La déception du retour
"Notre exode prit fin pour notre famille le 15 octobre 1940". Retour tant désiré, mais quelle déception amère en trouvant une maison abîmée, pillée..." Une fois de plus nous manquions de tout, dans notre propre maison. Il n'y avait plus de vaisselle, ni lingerie, ni d'habits. Une fois encore tout recommençait à zéro". Il fallait nettoyer le jardin entourant la maison; "Les orties avaient eu le temps de pousser jusque dans la chambre à coucher". Les enfants s'occupaient de chercher des pommes et tout autre fruit et légume pour assurer la subsistance. Les parents s'afféraient à mettre un peu d'ordre dans la maison, "ce qui se résumait à préparer une paillasse sur laquelle tous aient une place".
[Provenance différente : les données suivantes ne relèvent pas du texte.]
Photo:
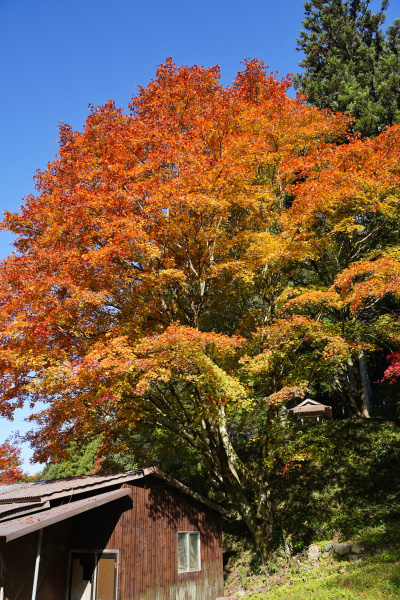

Peu à peu une organisation se remit en place. Les militaires amenaient en camions la nourriture pour tous ceux qui avaient rejoint leur terre. Peu à peu aussi les activités de la terre ont repris " non pas chacun pour soi, mais en tant que salariés. Cette situation de salarié dura environ trois ans". Le temps de s'installer et d'acquérir le matériel nécessaire pour exploiter ses terres d'une façon indépendante. "Mais dès notre rentrée à l'automne 1940 nous avons pu récolter les raisins et faire notre vin. Le pressoir était resté intact".
Toutefois, la plupart des réfugiés restèrent dans le Limousin jusqu'en 1945. "Je me souviens très bien de leur retour" poursuit la grand-mère, la mémoire perdue dans des souvenirs vieux de 50 ans."Ils n'étaient pas très heureux de voir leurs compatriotes déjà réinstallés dans leurs maisons et leurs terres, alors qu'avec eux devraient reprendre à zéro. D'autant plus qu'on leur avait dressé un tableau tellement noir de la vie au pays qu'ils ne s'attendaient guère à retrouver une terre habitée, cultivée...". Cinq ans après, ils durent donc eux aussi se refaire un chez soi.